Académica Rayén Condeza presentó investigación sobre el ciberbullying universitario en Congreso Internacional

10 de Junio, 2018 · Alumnos, Cuerpo Académico

Rayén Condeza en ICA

La muestra, correspondiente a estudiantes de la Universidad Católica, arrojó que casi la mitad de los entrevistados habían sido parte de alguna experiencia de ciberacoso, ya sea como víctima, victimario o testigo. “En el ciberbullying el daño se amplifica, pero finalmente es el reflejo de una cultura de la violencia y del no respeto”, expresó la profesora.

Por María Ignacia Cominetti

Aunque se conocen estudios previos sobre el ciberacoso en Chile, este es el primero que se realiza a nivel universitario. La iniciativa comenzó en Canadá, cuando el reconocido Centro de Educación, Leyes y Sociedad (CELS) de la Universidad Simon Fraser, dirigido por la académica Wanda Cassidy, invitó a los profesores de la Universidad Católica Rayén Condeza de la Facultad de Comunicaciones; Gonzalo Gallardo de la Escuela de Psicología; Pablo Reyes y Adriana Vergara Facultad de Educación a formar parte de una red de investigación sobre este tema, junto a profesionales de otros siete países. El resultado de las indagaciones serán publicadas en el libro Cyberbullying at University: a Cross-Jurisdictional, Multi-Disciplinary Perspective, por la editorial Routledge.

El objetivo del estudio –presentado en la 68ª Conferencia Anual de la International Communication Association, ICA realizada en Praga, República Checa– fue visibilizar la existencia del ciberbullying universitario, como también su extensión y, principalmente, cómo afecta a los estudiantes. “El marco que sustenta nuestra investigación es la preocupación por saber que estas prácticas tienen consecuencias concretas en los estudiantes de educación superior, tal como lo evidencia científica lo demuestra.

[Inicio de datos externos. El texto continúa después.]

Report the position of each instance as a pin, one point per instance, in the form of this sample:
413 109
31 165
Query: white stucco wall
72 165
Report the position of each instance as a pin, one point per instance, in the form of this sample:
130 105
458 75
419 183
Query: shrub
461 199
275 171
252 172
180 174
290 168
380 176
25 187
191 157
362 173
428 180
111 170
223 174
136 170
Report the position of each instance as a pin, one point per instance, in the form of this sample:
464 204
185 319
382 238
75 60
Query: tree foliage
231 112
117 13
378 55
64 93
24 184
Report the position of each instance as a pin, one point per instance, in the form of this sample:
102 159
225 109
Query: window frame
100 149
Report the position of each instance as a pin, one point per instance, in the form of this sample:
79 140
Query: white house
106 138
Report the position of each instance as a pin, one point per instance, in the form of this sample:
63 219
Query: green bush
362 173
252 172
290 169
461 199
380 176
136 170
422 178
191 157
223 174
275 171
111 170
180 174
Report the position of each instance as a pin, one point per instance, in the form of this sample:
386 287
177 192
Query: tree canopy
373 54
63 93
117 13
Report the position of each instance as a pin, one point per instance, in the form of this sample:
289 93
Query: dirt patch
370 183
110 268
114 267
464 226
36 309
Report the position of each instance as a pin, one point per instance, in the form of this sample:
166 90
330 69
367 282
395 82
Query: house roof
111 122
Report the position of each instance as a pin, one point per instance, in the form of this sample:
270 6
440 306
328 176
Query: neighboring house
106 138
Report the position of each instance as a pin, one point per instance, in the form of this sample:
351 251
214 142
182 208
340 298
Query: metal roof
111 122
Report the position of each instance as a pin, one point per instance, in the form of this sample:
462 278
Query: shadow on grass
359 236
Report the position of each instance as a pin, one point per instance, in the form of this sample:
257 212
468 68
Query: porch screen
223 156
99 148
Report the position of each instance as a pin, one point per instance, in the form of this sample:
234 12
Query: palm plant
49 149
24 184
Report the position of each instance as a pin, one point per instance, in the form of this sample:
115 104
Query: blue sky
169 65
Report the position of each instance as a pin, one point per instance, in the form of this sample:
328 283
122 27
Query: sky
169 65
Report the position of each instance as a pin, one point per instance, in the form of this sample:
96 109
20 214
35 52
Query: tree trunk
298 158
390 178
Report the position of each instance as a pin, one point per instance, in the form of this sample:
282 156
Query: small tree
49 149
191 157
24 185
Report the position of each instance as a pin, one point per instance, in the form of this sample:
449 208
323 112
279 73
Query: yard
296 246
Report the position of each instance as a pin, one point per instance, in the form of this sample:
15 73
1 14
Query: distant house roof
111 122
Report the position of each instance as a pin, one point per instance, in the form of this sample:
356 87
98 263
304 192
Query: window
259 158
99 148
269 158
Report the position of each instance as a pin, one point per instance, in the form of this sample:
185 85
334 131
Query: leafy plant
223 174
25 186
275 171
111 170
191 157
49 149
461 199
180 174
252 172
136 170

Y son consecuencias en general emocionales, como depresión, ansiedad, aislamiento, baja en el rendimiento académico, fin de relaciones de amistad o amorosas, baja autoestima e incluso pensamientos suicidas”, aseguró Rayén Condeza, profesora de la Facultad de Comunicaciones y quien dirige el grupo de investigación en Chile.

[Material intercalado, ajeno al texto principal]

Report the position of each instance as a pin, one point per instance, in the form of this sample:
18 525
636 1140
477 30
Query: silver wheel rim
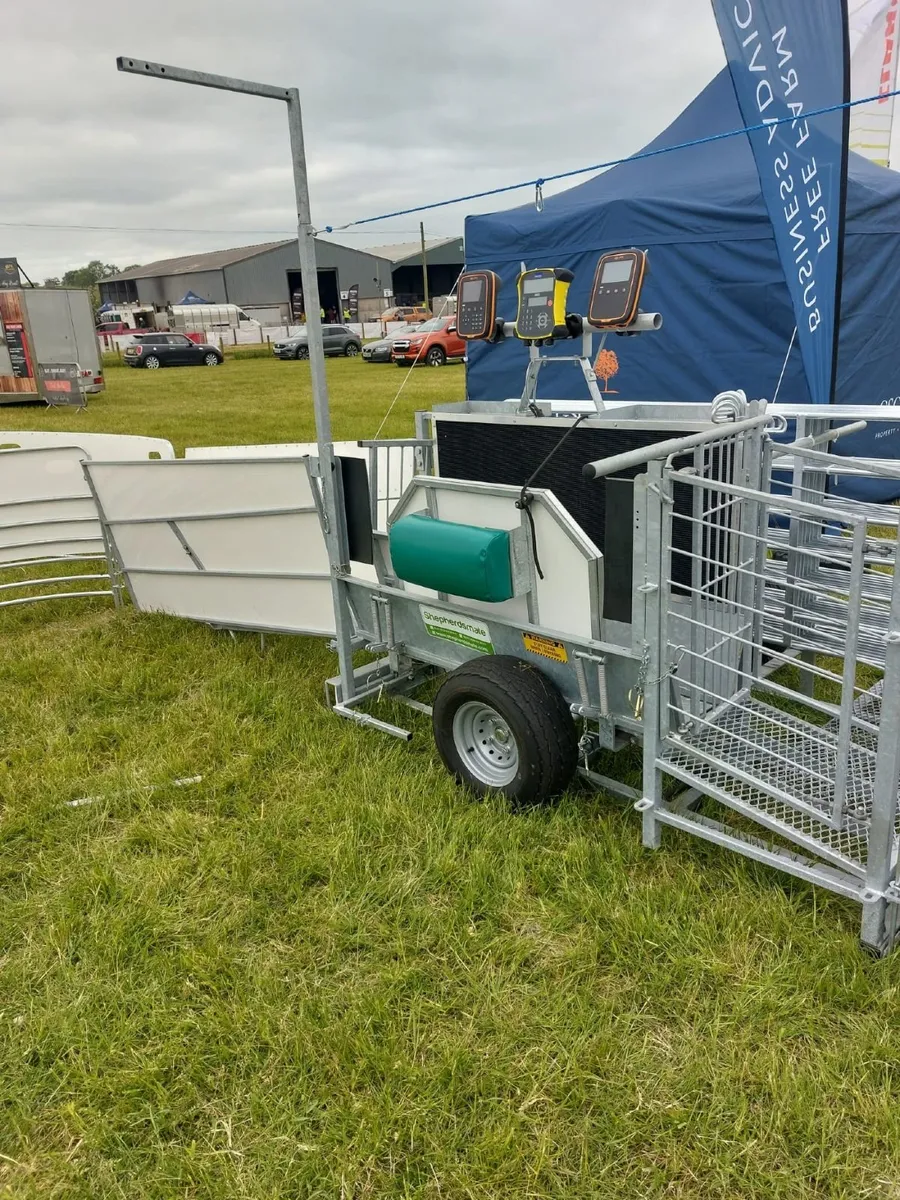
485 744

La metodología utilizada fue aplicar una encuesta a toda la población estudiantil de pregrado de la UC, cuya respuesta era voluntaria. Los investigadores obtuvieron 971 respuestas válidas, lo cual representa al 4% del universo total de alumnos. Los datos se analizaron en base a si las personas han experimentado el ciberbullying como víctimas, victimarios o testigos; y se obtuvo que 45,9% de quienes respondieron habían participado de ciberacoso en el último año, ya sea como víctima, victimario o testigo.

“Cuando les preguntamos: si existieran los canales para denunciar, ¿estarían dispuestos?, la gran mayoría dijo que por supuesto. Pero necesitan que sea anónimo, quieren resguardar su identidad”, comentó la académica. Es que un 38% de los alumnos dijo haber sido testigo y, a pesar de sentirse disconformes, reconocieron que esa incomodidad nunca se tradujo en una acción concreta para detener la situación de acoso. Según Condeza, esto puede estar provocado por el miedo a ser aislado del grupo, ya que existe una falsa creencia de que denunciar, acusar o intervenir tiene una connotación negativa. “Para crear una cultura que evite la práctica del ciberbullying, una de las cosas más importantes es educar a las personas que son testigos del mismo, para que sean de inmediato capaces de actuar y cortar esa cadena del silencio”, agregó.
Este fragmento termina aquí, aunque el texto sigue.